The Self-Built City charts the material and ecological history of self-built settlements in São Paulo, one of the primary megacities in the global South, where one-third of the citizens live in conditions that challenge or reproduce systems of oppression in place since the turn of the late 19th century. I study camps, favelas, mutirões (collective self-built housing), hillslopes, and riverbanks at the feet of the Serra da Cantareira mountain range on the northern edge of São Paulo as they have been constructed under the Brazilian dictatorship (1964–1985) and democracy (since 1985). By analyzing the material politics of occupations, squatting, camping, self-building, hijacking, I argue that the construction of difference in the self-built city is enacted through environment and knowledge ecologies that are intersectional.
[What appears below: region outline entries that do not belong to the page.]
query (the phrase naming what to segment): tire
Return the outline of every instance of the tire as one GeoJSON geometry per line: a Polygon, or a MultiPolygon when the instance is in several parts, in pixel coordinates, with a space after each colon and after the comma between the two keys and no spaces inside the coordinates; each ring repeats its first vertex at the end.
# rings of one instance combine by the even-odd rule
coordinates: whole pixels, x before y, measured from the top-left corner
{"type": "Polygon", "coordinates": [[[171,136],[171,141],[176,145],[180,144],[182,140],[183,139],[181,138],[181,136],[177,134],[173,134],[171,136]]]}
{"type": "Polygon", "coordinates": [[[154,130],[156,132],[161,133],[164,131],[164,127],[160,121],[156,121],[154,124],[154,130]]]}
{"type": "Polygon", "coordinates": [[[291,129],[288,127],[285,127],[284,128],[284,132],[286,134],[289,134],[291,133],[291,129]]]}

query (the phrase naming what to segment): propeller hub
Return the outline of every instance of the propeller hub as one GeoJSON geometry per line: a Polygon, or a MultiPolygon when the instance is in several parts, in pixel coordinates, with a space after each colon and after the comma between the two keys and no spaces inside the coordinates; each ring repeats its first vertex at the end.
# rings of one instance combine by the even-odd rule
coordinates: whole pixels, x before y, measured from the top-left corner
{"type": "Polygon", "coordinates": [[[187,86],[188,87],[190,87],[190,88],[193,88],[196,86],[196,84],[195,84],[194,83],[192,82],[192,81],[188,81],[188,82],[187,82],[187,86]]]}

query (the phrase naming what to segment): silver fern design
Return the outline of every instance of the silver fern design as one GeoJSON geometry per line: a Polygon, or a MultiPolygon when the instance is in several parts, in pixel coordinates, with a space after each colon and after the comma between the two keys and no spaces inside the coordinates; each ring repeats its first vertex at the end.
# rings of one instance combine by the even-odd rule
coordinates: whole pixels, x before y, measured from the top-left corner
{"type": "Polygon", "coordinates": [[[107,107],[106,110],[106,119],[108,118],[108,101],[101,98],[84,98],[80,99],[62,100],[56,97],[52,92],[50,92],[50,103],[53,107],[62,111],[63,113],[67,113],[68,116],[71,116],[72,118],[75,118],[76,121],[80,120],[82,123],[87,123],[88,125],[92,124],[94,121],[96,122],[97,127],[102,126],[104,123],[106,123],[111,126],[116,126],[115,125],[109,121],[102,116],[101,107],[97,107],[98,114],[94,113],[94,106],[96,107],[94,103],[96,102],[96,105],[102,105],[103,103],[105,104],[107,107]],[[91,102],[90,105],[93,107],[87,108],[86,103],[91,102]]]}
Whereas these studies have highlighted the urban formation of self-built settlements, this project examines more-than-urban ecologies shaping the urbanization in the foothills of the Serra, where hydrography, terrain, and topography become political agents in the settlements' urbanization. The interplay between humans, land, dwellings, and the materiality of rivers and hills has borne repercussions for political identities and governmental techniques that construct specific human-environment relationships. Imbued with heroic attempts, dispossession injuries, lost expectations, and dreams for the future, this history draws on three years of archival research in almost completely untapped repositories in the northern peripheries of São Paulo, visual analyses of historical maps and architectural drawings, and multi-site ethnographic fieldwork.
Ultimately, through the material and ecological history of the self-built city this project documents a central tenet of Brazilian urban modernity: the attempt to overcome “nature” while securing the privileges of the few through racist, heteropatriarchal, and ecocidal forms of oppression. Planning policies and architectural projects have been central to maintaining or challenging such privileges—from the will to sanitize the poor through their dwellings ('50s and '60s), to empowering them via collective housing cooperatives ('80s), and to involving them in participatory planning processes that risk reproducing the very inequality they aim to overcome (the present).